Et la spirale d’or rose disparut pour céder la place à une autre spirale, tout aussi superbe, mais d’un profond violet argenté.
«- Eh bien, que penses-tu de ton voyage incongru dans ton passé et de ta rencontre avec ces aimables Marrakhéïn ? s’enquit la voix émanant de la spirale, une voix plus virile que celle de la première apparition.
- Je n’arrive pas à y croire ! C’est trop stupéfiant, tout cela !
- Tout ce que tu apprendras ici et maintenant te sera profitable pour l’avenir, et peut-être pour l’image de tes ancêtres ! Car jusqu’à présent, tu en as donné une image bien déplorable, les malheureux ! Or, ils ne méritent pas ça ! Ils sont des êtres paisibles et bons, ils respectent la vie, même s’ils prélèvent des bêtes et des plantes, car, contrairement à tes contemporains et toi-même, ils ne gaspillent rien, et ils ne font rien pour rien ! Ils sont raisonnables en tout, et vous feriez bien, tes contemporains et toi, de suivre leur exemple, en vivant avec la Nature, et non contre elle !
- Oui, et ces brutes de cannibales, en bas ? fit le savant, assez rebelle quant à l’idée de s’en faire remontrer par des entités métaphysiques peut-être issues de son imaginaire enfiévré et une bonne hypnose !
- Ils sont issus de la création grossière de Taïa-Araakh ! Elle a semé le doute et le désespoir dans leurs esprits et les a faits s’égarer sur une bien mauvaise passe ! Ces malheureux sont bien plus à plaindre qu’à blâmer, parce qu’au départ, ils ne sont pas pires que vous. C’est juste qu’ils se sont persuadés, poussés par Taïa-Araakh, que manger des gens d’autres peuples leur apporteraient la force et le savoir de ces étrangers, ainsi que la puissance et la domination d’un territoire immense ! Or, elle les dévore petit à petit et les entraîne à leur perte. Quand les Marrakhéïn ont capturé les deux femmes de leur tribu, ils ont en fait sauvé deux âmes de la perdition ! Certes, leurs usages sont bien étranges, voire choquants, pour toi, mais il s’agit juste ici de rééquilibrer des forces qui vous dépassent tous ! Allez, redescendez, à présent.
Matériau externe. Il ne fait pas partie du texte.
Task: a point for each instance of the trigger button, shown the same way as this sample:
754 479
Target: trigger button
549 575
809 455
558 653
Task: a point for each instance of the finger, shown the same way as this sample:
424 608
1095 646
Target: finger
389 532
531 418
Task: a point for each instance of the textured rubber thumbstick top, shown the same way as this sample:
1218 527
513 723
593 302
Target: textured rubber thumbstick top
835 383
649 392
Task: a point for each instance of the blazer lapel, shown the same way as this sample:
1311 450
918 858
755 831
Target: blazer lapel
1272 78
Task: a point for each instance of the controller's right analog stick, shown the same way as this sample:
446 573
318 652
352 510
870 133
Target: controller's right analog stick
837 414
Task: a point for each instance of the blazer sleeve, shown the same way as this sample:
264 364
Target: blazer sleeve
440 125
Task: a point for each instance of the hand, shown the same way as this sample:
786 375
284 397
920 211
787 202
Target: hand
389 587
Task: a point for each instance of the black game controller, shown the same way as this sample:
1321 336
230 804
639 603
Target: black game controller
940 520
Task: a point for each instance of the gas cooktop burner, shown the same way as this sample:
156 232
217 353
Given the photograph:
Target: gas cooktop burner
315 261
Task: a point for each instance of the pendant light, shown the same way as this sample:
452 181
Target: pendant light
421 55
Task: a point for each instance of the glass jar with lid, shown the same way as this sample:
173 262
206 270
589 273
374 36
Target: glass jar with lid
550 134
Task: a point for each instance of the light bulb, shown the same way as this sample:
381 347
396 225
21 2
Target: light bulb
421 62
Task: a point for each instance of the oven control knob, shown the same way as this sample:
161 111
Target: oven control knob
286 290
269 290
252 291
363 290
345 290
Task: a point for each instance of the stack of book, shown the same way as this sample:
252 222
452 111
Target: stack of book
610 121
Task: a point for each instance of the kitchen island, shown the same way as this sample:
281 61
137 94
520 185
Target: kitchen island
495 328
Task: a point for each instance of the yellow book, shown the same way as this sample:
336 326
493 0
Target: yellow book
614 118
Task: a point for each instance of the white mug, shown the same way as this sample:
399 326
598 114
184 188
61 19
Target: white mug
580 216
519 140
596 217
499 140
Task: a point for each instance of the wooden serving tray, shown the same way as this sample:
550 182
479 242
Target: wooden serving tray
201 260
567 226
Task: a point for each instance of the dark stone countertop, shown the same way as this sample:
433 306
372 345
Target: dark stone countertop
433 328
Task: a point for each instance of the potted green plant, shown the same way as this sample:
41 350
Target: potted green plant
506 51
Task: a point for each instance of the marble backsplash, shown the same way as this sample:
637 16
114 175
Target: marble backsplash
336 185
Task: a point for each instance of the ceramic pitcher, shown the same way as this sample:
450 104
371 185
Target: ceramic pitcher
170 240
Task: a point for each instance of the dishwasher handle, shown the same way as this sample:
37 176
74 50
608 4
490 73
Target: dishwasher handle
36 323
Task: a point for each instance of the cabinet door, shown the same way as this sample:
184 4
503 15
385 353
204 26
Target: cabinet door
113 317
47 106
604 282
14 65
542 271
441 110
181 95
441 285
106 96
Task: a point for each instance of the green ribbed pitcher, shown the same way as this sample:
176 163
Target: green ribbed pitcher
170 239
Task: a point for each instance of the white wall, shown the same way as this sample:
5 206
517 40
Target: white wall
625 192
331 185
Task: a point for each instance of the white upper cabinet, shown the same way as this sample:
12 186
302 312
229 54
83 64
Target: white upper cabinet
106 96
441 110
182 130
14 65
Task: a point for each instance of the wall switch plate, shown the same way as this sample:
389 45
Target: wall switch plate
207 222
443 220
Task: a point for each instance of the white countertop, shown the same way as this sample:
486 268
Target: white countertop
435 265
Vous garder plus longtemps serait provoquer vos morts prématurées, et ce n’est pas encore le moment pour cela ! Tu dois revenir dans ton monde, toi, et surtout, arrêter de croire que ce qui est différent de toi t’est inférieur !».
Et après la même sensation que dans ces rêves où on fait des chutes infinies, Monsieur Limbu se retrouva dans son corps qui lui parut bien lourd, engourdi et glacé ! Il tenait encore la tête du chaman entre les mains, tout comme les mains de ce dernier tenaient sa tête à lui, et il sentait, sur ses épaules, deux ou trois mains solides qui s’y appuyaient, tout comme les mains du reste du groupe touchaient les épaules du chaman.

2 commentaires:

Mimi a dit…

Excellent passage mais qui risque d'en dérouter plus d'un ! Drogue, sexe, spiritualité débridée... Le mode de vie de nos personnage n'engage que nos personnages et même si l'ensemble est plutôt positif et s'inspire sans doute de nos bons vieux hippies, je tiens à préciser que nous ne consommons ni ne fumons aucun produit suspect, que nous ne pratiquons pas, dans la vraie vie de pratiques exagérément hédonistes, que nous sommes même des demoiselles sages comme des images et que nous ne cautionnons aucun discours sectaire ou blasphématoire ! C'est juste... Comment dire ? Autres temps autres moeurs !

Tinky a dit…

Et puis de toute façon, ces gens-là n'avaient pas le chauffage central, même s'ils connaissaient le feu, et il faisait fichtrement froid, à l'époque, cent-mille ans avant notre ère, et donc, ben voilà... Quelques techniques de survie histoire de résister, quoi !!!